Training and inference: what changes

MoE shifts several practical realities, and it helps to name them now because the questions probe each.

Training is touchier than dense. The router is a discrete, data-dependent switch sitting in the middle of a differentiable network, so it can oscillate, collapse, or chase a moving target. It is sensitive to router precision (compute routing logits in higher precision to avoid noisy argmax flips), to batch composition (if a micro-batch is too narrow in domain, its routing statistics are biased and balancing suffers — so balance is best computed over a global batch across devices, not per local micro-batch), and to the load-balancing coefficient $\alpha$ (too small and experts collapse; too large and uniformity overrides the language objective). A common, cheaper route to an MoE is upcycling: initialize the experts as copies of a pretrained dense model's FFN, then continue training so they diverge — you inherit the dense model's knowledge instead of learning from scratch, though early on the cloned-identical experts must first break symmetry.

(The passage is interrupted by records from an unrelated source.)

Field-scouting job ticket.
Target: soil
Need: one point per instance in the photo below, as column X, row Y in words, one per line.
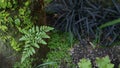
column 78, row 52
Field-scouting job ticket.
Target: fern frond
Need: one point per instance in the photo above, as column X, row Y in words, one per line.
column 32, row 38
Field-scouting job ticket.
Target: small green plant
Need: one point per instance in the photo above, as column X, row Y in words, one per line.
column 32, row 38
column 104, row 62
column 84, row 63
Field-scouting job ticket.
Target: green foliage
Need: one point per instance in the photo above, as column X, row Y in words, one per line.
column 84, row 63
column 5, row 4
column 59, row 51
column 104, row 62
column 117, row 21
column 32, row 38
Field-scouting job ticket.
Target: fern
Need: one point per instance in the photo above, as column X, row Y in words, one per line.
column 32, row 38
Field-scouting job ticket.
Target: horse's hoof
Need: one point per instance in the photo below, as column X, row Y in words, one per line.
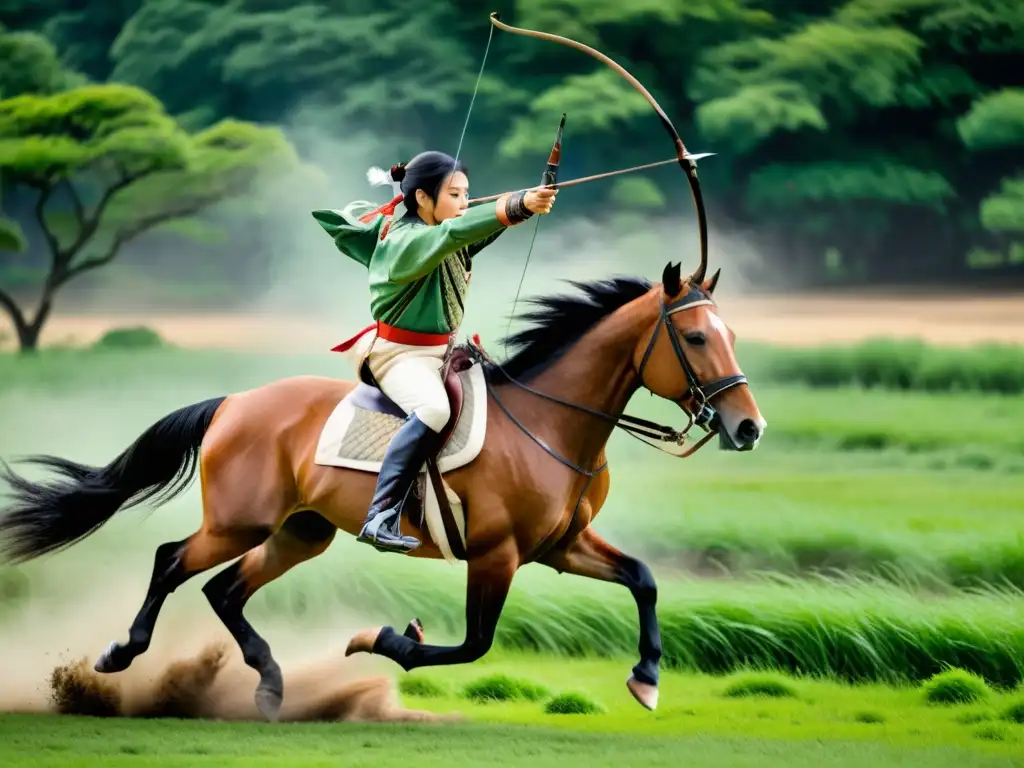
column 415, row 631
column 364, row 641
column 109, row 660
column 645, row 693
column 268, row 702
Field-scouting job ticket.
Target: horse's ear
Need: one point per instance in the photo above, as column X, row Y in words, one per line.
column 672, row 280
column 709, row 285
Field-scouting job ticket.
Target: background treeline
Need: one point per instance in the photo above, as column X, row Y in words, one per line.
column 858, row 141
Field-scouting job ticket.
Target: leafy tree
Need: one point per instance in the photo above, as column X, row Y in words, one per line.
column 123, row 167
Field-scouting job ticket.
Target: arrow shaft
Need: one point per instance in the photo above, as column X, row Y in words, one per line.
column 583, row 179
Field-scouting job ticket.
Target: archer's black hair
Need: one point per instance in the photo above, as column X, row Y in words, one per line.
column 426, row 171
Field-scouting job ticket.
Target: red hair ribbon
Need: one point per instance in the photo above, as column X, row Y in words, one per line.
column 387, row 209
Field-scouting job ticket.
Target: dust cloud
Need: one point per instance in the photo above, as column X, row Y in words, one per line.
column 193, row 669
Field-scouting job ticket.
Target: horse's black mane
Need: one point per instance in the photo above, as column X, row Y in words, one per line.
column 558, row 321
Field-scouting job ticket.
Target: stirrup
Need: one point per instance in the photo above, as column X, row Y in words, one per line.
column 384, row 537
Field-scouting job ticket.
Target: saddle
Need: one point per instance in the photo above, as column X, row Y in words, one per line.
column 369, row 396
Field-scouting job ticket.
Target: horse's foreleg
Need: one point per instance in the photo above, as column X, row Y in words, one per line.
column 302, row 537
column 591, row 556
column 174, row 564
column 487, row 585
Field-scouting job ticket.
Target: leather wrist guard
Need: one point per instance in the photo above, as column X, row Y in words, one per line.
column 515, row 208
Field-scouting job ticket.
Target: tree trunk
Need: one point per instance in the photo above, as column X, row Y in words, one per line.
column 28, row 339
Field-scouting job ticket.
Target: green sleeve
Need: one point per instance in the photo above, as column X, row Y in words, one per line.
column 351, row 237
column 414, row 252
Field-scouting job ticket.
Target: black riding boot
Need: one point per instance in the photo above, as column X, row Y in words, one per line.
column 409, row 450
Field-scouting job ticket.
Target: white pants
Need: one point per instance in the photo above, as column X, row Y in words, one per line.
column 411, row 377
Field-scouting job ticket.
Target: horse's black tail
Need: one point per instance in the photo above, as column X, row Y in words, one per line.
column 47, row 517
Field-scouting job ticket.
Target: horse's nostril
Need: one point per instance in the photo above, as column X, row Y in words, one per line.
column 748, row 431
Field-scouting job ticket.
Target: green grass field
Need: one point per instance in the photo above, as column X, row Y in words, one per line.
column 910, row 502
column 698, row 723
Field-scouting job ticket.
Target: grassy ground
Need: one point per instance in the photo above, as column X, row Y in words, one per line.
column 696, row 724
column 921, row 489
column 884, row 482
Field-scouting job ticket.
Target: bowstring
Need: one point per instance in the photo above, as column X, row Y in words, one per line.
column 472, row 100
column 462, row 138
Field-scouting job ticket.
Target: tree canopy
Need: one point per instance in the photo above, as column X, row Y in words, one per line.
column 122, row 166
column 887, row 130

Inference is memory-bound, as flagged above: you hold all experts but run few, so the bottleneck is shuttling expert weights, not arithmetic. Batching is also subtler. At high batch sizes, tokens in a batch scatter across many experts, so latency can become spiky — a step waits on whichever expert got the most tokens (or on the all-to-all), and different batches stress different experts. This load-dependent jitter is the routing/batching cause of the inference-latency questions in this topic.

When MoE wins — and when it doesn't

MoE is not free quality; it is a specific trade. It tends to win when:

You are bottlenecked by training/serving compute (FLOPs) and have memory to spare. MoE gives more quality per training-FLOP than a dense model of equal active size, and serves at the latency of its small active footprint.
You want a very knowledgeable model but can tolerate a large memory/VRAM footprint to host all the experts.

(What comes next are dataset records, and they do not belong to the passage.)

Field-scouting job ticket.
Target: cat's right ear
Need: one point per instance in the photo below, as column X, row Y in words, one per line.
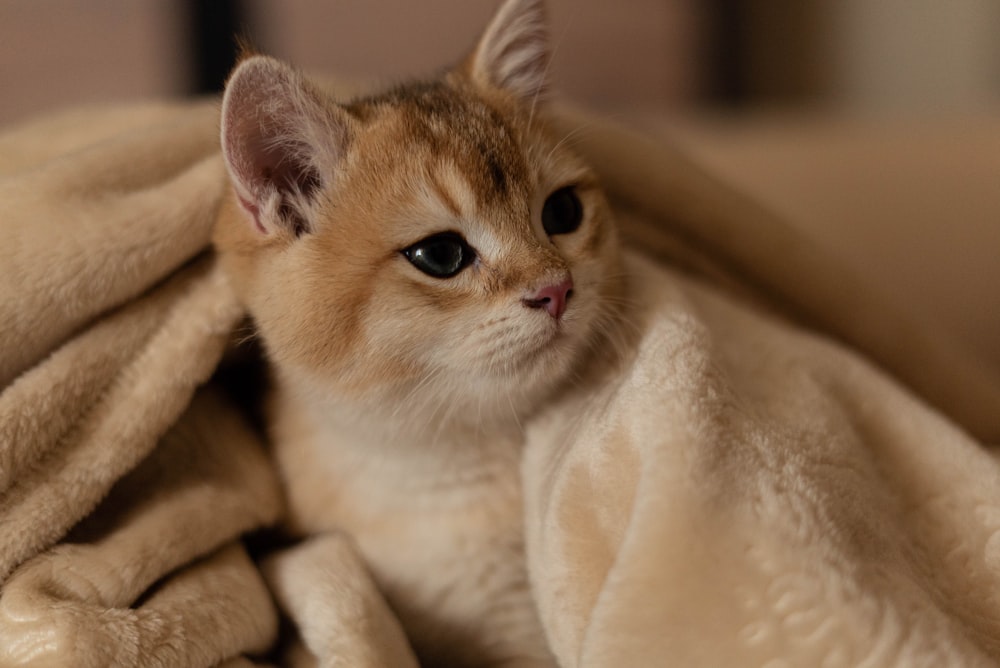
column 282, row 141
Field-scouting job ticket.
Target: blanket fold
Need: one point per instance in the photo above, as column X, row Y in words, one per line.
column 748, row 487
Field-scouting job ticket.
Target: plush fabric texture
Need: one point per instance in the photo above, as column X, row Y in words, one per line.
column 784, row 468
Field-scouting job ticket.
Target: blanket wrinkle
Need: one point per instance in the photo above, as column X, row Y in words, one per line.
column 106, row 211
column 741, row 490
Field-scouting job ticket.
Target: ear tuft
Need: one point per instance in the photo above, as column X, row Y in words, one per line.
column 513, row 53
column 281, row 141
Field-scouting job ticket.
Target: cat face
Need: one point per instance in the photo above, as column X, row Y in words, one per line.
column 434, row 244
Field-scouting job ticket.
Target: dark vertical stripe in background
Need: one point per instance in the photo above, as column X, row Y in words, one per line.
column 215, row 27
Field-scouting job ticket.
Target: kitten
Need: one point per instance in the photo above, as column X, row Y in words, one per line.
column 428, row 269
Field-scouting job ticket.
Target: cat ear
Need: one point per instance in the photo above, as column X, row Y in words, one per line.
column 281, row 141
column 513, row 53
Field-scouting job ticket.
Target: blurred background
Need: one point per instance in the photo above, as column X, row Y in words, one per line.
column 872, row 125
column 841, row 56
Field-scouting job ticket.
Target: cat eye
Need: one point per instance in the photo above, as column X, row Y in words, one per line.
column 441, row 255
column 562, row 212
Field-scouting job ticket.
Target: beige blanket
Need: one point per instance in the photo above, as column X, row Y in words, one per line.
column 748, row 490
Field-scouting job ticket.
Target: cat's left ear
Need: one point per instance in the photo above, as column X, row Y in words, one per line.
column 513, row 53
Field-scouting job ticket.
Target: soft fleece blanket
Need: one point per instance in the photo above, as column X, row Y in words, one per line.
column 786, row 471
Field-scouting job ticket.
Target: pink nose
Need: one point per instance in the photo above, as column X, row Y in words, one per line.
column 552, row 298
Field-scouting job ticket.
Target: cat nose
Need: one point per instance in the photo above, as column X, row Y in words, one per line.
column 552, row 298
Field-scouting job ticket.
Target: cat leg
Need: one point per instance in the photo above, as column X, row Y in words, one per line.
column 324, row 586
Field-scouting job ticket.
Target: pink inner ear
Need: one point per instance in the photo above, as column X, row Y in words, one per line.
column 271, row 126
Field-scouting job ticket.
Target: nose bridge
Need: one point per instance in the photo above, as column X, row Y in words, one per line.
column 535, row 264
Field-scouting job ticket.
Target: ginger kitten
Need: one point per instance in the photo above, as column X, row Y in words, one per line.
column 428, row 268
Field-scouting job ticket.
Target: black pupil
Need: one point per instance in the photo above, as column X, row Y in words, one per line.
column 441, row 256
column 562, row 212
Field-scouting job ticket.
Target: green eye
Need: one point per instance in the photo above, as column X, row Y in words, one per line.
column 562, row 212
column 441, row 255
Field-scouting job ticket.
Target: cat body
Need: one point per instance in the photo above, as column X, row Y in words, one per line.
column 428, row 268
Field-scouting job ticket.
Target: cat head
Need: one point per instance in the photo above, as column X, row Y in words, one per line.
column 436, row 242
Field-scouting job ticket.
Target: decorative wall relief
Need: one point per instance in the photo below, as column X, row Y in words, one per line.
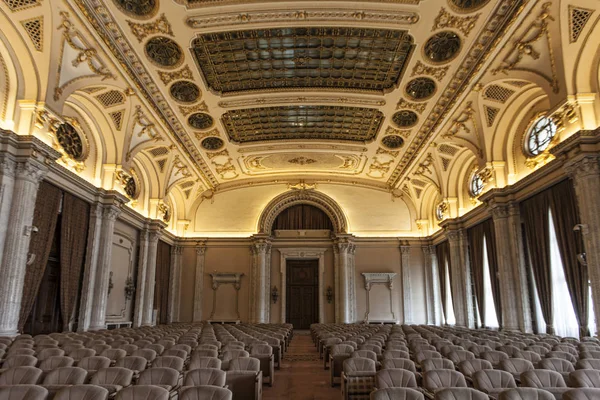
column 226, row 278
column 387, row 279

It tends to be the wrong choice when memory is the binding constraint — e.g. on-device or single-GPU deployments where you cannot hold hundreds of experts, so a dense model of the same memory budget will simply be better. It also adds engineering complexity (all-to-all, balancing, capacity tuning) and can be harder to fine-tune: heavy SFT or RL post-training shifts the input distribution, which can disturb a delicately-balanced router and erode the specialization gains, so the MoE's edge over a comparable dense model sometimes shrinks after alignment. Keeping the router stable through post-training is its own discipline, and several questions in this topic are really about exactly that.

Putting it together / what to watch for

The mental model in one breath: in each MoE transformer block, replace the single FFN with $E$ expert FFNs (optionally plus an always-on shared expert); a tiny router scores experts per token, top- $k$ selection keeps a few, a restricted softmax (or sigmoid) gives gate weights, the chosen experts run (subject to fixed capacity, with overflow dropped or padded), and their gate-weighted sum is added to the residual stream. Total parameters $\propto E$ set capacity and memory; active parameters $\propto k$ set compute — decoupling the two is the whole point.

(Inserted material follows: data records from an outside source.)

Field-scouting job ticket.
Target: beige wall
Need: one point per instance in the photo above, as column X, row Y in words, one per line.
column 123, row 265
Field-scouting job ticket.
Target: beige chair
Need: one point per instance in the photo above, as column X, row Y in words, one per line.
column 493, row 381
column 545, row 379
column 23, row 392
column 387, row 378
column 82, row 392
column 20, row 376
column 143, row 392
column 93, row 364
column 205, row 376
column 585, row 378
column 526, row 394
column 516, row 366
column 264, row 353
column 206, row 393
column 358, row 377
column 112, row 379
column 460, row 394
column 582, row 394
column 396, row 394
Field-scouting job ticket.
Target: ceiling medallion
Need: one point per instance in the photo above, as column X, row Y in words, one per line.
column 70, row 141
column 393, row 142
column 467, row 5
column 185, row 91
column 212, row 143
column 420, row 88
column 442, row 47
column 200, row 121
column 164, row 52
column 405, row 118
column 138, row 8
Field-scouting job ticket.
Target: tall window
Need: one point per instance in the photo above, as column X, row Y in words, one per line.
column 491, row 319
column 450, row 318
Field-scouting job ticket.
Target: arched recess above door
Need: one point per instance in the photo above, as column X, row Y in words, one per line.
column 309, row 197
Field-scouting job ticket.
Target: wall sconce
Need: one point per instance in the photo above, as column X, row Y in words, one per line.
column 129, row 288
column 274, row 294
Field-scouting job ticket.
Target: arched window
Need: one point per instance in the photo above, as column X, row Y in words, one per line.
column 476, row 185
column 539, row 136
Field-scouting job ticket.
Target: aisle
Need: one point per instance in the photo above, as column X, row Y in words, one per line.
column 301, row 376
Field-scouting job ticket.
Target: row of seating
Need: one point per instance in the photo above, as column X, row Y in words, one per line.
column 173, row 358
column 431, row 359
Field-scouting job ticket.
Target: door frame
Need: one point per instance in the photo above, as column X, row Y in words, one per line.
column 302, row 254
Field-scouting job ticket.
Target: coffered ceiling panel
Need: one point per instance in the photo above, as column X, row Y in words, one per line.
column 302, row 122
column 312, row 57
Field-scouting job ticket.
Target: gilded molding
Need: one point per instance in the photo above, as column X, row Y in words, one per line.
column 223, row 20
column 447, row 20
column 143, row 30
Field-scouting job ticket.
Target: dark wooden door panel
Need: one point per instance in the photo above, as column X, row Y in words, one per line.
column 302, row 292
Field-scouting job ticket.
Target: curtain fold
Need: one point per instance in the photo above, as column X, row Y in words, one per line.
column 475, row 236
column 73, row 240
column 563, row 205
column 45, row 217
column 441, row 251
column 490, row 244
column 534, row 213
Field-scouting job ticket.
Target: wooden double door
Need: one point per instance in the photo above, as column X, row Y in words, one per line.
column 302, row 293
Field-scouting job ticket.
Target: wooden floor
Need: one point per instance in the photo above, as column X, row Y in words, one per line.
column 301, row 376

A handful of recurring tensions drive nearly every design choice that follows, and naming them now will make the detailed questions feel familiar:

Balance vs. quality. Load must be spread (aux loss, or DeepSeek's aux-loss-free bias) or experts collapse — yet over-forcing balance fights the language objective.
Capacity vs. compute. A higher capacity factor drops fewer tokens but wastes more on padding; a lower one is cheaper but loses information.
Memory vs. FLOPs. MoE is the rare lever that cuts compute while raising memory, reshaping serving (offloading, batching, memory-bound inference).
Specialization is fragile. Post-training distribution shift can disturb the router and erode the gains, so a stable router is the prize.

Hold this skeleton — router, top- $k$ gate, total/active split, capacity, balancing, all-to-all — and the detailed questions that follow (the aux-loss derivation and its minimum, FLOP-conservation proofs, DeepSeek-V3's bias trick, collapse diagnostics, MoE-vs-dense at fixed budget) will read as variations on parts you have already met.